Our physics-integrated machine learning models combine the flexibility of data-driven approaches with the interpretability of mechanistic models, achieving superior predictive performance compared to either alone. Moreover, these models can uncover causal relationships between species and metabolites, providing mechanistic insight into community dynamics. We demonstrate the ability to use active learning to efficiently navigate large experimental design landscapes with the model to fill knowledge gaps and optimize desired objectives. Complementarily, our genome-to-function modeling framework predicts the functional impact of previously unseen species, expanding the predictive power of synthetic community design.

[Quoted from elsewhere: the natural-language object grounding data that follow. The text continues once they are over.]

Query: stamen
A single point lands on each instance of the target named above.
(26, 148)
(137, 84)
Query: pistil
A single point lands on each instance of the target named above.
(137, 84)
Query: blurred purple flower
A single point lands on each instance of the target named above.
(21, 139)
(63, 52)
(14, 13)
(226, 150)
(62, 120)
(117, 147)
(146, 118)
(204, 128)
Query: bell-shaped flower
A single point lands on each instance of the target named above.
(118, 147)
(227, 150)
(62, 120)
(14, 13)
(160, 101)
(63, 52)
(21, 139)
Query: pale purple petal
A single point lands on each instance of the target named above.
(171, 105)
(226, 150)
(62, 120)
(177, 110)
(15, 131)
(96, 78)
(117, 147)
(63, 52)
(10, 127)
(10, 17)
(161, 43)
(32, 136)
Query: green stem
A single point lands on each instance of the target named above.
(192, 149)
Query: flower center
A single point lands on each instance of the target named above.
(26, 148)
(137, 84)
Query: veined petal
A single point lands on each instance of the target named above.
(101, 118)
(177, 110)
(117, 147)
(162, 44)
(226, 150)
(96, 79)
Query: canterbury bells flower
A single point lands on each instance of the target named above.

Together, these tools enable the discovery of key molecular and ecological levers that control community behavior and will accelerate our ability to engineer microbial consortia with tailored functions for applications in precision medicine, sustainable agriculture, bioprocessing, environmental remediation, and the built environment.
Biography:
Dr. Ophelia Venturelli is an Associate Professor of Biomedical Engineering at Duke University. The Venturelli lab aims to understand and engineer microbiomes using systems and synthetic biology for applications spanning human health, agriculture and bioprocessing. Dr. Venturelli began as an Assistant Professor at UW-Madison in Biochemistry after completing a Life Sciences Research Foundation Fellowship at UC Berkeley. Dr. Venturelli’s postdoctoral research focused on developing data-driven methods to decipher microbial interactions shaping assembly of synthetic human gut microbiomes and strategies to manipulate intracellular resource allocation by exploiting tools from synthetic biology. She received her PhD in Biochemistry and Biophysics in 2013 from Caltech, where she studied single-cell dynamics and the role of feedback loops in a metabolic gene regulatory network. Dr. Venturelli received numerous awards including Shaw Scientist Award (2017), Army Research Office Young Investigator Award (2017), the Wisconsin Alumni Research Foundation Innovation Award (2019), OVCRGE Early Career Innovator Award (2023), ACS Synthetic Biology Young Investigator Award (2023) and the Thomas Langford Lectureship Award (2024).